Une fulgurance surréaliste renvoie, dans un texte d’Eluard, à notre appréhension propre, dans les méandres informulés de notre imaginaire. Chez Dali, déjà, leur part d’immensité me semble réduite.
Le surréalisme au cinéma souffre de cette problématique. Transposer une métaphore par une incrustation numérique est en ce qui me concerne tout sauf séduisant, et The Taste of Tea abuse, surtout dans sa première partie, de tels procédés. Poussif, interdisant au spectateur de contaminer l’univers de son propre imaginaire, il épuise sa charge poétique en un temps record.
Ce n’est cependant là qu’un des aspects de ce film à l’hétérogénéité impressionnante. Sur près de deux heures trente, The Taste of Tea va à peu près tout essayer. Si cette exhaustivité peut irriter, elle a néanmoins le mérite de toucher juste le temps de quelques séquences qui marquent.

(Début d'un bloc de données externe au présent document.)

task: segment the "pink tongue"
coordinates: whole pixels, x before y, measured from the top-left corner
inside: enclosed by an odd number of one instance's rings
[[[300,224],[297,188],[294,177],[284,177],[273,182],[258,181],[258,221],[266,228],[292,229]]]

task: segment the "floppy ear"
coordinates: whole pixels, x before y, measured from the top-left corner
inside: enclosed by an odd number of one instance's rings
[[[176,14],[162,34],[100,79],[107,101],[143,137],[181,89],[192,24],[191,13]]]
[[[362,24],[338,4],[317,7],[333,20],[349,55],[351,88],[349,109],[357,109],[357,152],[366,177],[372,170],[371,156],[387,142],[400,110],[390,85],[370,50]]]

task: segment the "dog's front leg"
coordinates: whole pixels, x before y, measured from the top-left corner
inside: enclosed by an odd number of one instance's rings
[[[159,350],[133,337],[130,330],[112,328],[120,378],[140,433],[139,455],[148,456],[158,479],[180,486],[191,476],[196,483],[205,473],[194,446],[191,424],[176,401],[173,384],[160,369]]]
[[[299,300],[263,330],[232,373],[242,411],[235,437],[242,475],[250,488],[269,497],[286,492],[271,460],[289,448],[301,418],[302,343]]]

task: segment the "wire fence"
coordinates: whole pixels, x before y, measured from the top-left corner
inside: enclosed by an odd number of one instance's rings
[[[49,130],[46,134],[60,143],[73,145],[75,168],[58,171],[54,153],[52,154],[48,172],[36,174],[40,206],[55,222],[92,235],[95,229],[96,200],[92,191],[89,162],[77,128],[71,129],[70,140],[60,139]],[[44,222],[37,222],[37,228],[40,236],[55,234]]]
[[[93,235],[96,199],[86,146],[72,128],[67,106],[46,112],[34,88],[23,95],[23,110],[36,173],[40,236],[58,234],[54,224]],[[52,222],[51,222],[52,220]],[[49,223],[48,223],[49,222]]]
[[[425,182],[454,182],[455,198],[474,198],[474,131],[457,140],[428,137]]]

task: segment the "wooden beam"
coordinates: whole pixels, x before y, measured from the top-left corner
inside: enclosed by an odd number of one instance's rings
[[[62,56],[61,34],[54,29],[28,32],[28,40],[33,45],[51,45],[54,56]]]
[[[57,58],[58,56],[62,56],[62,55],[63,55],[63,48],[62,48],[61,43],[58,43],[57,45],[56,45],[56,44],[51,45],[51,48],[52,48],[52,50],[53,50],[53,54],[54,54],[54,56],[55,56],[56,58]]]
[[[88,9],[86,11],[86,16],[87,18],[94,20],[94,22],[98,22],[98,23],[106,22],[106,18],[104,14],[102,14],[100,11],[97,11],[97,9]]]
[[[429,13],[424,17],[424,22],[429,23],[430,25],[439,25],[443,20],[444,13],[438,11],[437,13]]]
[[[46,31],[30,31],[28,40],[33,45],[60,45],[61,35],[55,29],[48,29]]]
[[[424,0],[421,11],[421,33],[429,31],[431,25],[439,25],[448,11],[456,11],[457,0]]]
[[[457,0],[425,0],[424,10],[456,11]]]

Paradoxalement, dans un film qui propose des passages en manga, un clip déjanté, et ne cesse de surprendre par son changement de registre, c’est bien la lenteur générale qui le caractérise le mieux. Soucieux de ses cadrages, attentif aux différents membres de la famille qu’il suit, il parvient à nous rendre attachante cette communauté et propose d’émouvants décrochages qui parviennent à circonscrire l’indicible des tourments humains. C’est un volet qui claque et qui dit l’amour d’un grand père, une partie de go silencieuse pour la naissance de l’amour, ou une conversation devant un étal pour son extinction. Pudiques, silencieux, ces instants sont d’une grande pureté et fonctionnent peut-être d’autant plus qu’ils sont en contraste avec les effets poseurs du reste.
Cette alliance étrange est probablement constitutive de la culture japonaise, faisant cohabiter dans un même personnage des élans exubérants et une pudeur secrète, à l’image du grand père dont on retrouve les livrets d’animation, déclaration d’amour qui ressemble beaucoup à celle que fait le cinéaste à tous ses personnages.
Car la véritable poésie se loge dans cette épure. C’est celle, délicate, du regard d’un amoureux, éconduit ou sur le point d’être regardé à son tour ; c’est l’ennui délicat d’une enfant sur la terrasse en bois de sa maison, et le son du jardin qui l’entoure.